Difference between tensor.new_empty(temp.size()).normal_() and torch.randn(temp.size())?

The question is basically in the title. I am reading the SWAG implementation (swa_gaussian/swag.py at master · wjmaddox/swa_gaussian · GitHub), and the sample_fullrank function uses gaussian sampling at line 127. The sample vector is defined as:

  cov_mat_sqrt.new_empty((cov_mat_sqrt.size(0),), requires_grad=False).normal_()

It seems like a really convoluted way of making a tensor of size cov_mat_sqrt.size(0) filled with gaussian values.

First I don’t really understand the point of tensor.new_empty(shape), what’s the difference with torch.empty(shape) ? Why call this function on a specific tensor if the new empty tensor is not going to inherit it’s shape?

And if that’s just initializing an empty tensor, is there any functionality difference between this line and a simpler torch.randn(cov_mat_sqrt.size(0)) ?

I understand that there may be different ways of achieving the same result in PyTorch, I just want to make sure I am not missing any subtle functionality of the implementation used in this codebase.

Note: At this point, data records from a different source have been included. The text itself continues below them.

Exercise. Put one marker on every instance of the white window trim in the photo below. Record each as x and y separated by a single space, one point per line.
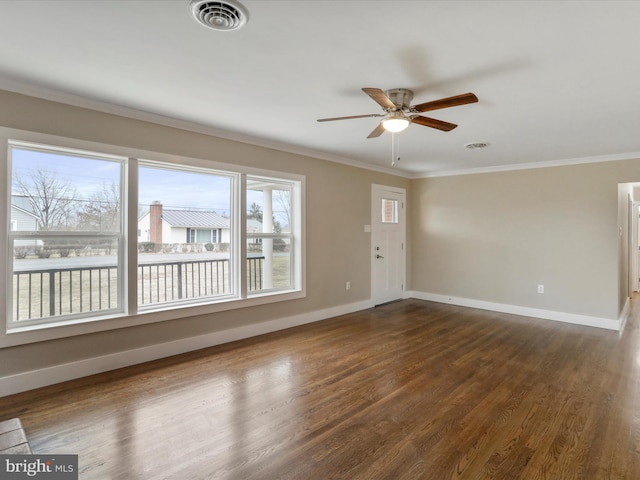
72 327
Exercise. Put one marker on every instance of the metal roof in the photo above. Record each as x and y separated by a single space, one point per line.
192 218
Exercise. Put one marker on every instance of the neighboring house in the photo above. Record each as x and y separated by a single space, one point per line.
160 225
23 219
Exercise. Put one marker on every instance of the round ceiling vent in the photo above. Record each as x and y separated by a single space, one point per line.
477 145
225 16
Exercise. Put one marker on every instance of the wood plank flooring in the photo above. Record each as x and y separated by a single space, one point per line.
410 390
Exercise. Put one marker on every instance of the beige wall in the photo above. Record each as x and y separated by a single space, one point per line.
337 208
494 237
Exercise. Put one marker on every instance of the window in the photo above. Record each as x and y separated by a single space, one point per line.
179 208
81 251
270 240
389 210
67 239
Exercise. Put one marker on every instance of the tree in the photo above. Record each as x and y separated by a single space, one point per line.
255 212
101 212
52 200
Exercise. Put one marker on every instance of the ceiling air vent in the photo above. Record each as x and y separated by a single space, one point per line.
225 16
477 145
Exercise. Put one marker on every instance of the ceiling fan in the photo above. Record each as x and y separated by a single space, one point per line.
399 113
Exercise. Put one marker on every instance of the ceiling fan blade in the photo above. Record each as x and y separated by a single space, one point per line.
433 123
446 102
379 130
380 97
350 117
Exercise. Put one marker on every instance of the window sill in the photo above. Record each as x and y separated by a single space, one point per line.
21 335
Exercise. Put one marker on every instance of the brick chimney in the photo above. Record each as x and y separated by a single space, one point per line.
155 222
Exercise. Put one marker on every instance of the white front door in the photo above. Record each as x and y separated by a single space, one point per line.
388 243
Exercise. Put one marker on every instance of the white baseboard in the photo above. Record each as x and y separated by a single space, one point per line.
599 322
24 381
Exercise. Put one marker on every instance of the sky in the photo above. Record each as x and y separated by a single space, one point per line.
177 189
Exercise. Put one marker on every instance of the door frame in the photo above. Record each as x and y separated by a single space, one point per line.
376 192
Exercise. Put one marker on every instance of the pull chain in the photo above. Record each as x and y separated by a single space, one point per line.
395 149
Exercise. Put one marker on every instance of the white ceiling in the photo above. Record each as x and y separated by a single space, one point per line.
558 81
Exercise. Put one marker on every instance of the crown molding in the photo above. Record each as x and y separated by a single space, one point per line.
45 93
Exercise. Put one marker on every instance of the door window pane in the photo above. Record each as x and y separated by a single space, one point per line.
389 210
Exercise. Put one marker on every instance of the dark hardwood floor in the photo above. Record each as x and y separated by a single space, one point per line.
410 390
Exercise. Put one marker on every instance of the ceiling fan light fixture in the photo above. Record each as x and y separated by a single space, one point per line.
396 122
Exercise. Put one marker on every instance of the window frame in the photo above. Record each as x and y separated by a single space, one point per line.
131 316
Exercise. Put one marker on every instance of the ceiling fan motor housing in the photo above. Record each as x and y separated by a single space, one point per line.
401 97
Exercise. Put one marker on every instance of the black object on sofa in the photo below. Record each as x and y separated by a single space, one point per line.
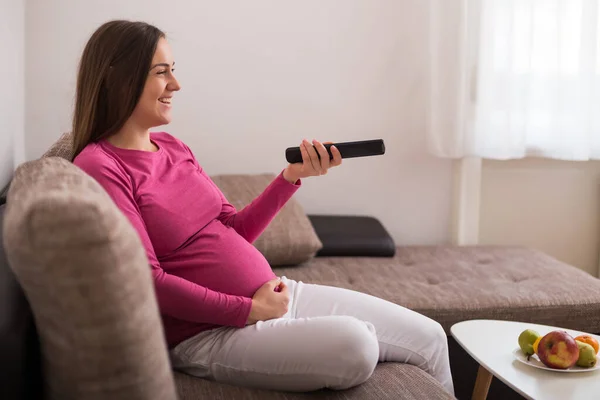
20 364
352 236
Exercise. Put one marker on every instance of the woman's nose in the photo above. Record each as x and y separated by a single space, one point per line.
174 85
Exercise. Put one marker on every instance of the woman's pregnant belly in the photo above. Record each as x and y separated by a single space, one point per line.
218 258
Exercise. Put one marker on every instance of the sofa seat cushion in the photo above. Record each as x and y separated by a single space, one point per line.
389 381
451 284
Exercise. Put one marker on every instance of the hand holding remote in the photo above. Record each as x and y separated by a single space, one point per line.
315 161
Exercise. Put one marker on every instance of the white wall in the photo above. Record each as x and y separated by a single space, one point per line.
12 44
550 205
258 76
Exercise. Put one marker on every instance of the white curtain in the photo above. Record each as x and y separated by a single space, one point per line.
515 78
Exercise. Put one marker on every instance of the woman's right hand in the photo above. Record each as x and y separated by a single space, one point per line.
270 301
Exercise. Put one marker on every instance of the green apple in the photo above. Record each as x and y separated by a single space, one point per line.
587 355
526 340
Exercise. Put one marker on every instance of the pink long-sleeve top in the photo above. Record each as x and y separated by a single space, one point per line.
199 247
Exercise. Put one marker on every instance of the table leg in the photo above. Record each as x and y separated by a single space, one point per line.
482 384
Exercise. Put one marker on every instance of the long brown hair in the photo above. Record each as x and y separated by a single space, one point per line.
112 74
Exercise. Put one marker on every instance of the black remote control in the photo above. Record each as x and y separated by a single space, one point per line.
362 148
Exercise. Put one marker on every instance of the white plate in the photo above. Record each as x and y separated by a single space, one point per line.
534 361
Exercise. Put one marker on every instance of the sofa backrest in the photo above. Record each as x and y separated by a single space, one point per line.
62 148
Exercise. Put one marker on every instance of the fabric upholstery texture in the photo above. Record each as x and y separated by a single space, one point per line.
452 284
290 239
391 381
86 276
62 148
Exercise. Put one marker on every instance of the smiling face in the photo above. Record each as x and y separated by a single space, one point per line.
154 107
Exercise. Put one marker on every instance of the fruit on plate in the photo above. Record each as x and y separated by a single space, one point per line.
587 355
589 340
526 340
536 344
558 350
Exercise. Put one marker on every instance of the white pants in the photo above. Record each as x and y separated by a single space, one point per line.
330 338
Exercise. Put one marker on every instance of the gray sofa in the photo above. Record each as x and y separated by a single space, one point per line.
84 277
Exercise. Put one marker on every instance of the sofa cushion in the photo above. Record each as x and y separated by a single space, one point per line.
452 284
62 148
85 273
391 381
290 238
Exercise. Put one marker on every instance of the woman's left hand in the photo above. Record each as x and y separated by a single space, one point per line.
315 161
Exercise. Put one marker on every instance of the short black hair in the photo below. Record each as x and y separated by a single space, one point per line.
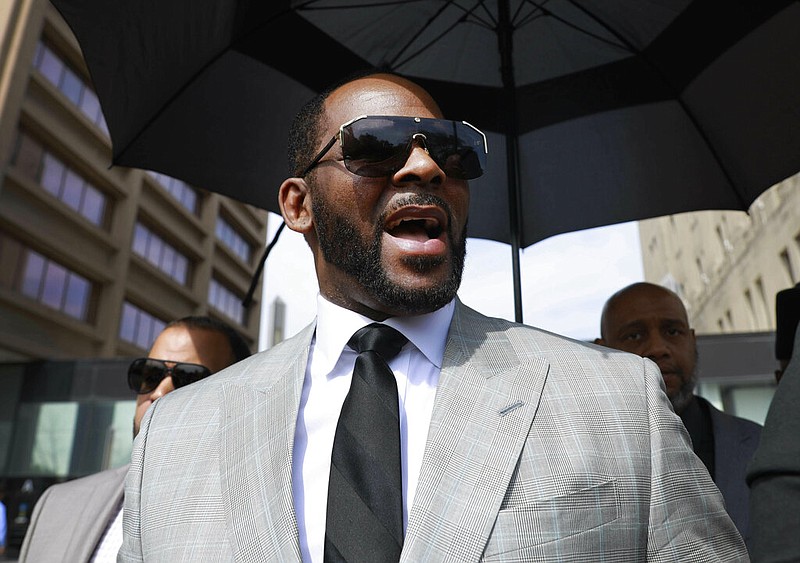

Thanks in advance to anybody who can clear this up :slight_smile:

The new_* operations create a tensor with the same dtype and device as the source tensor it was called on, so it might be a convenient approach if you want to avoid using device=src.device, dtype=src.dtype in torch.empty.

Yes, potentially the dtype and device as torch.randn would use its default (float32 and cpu).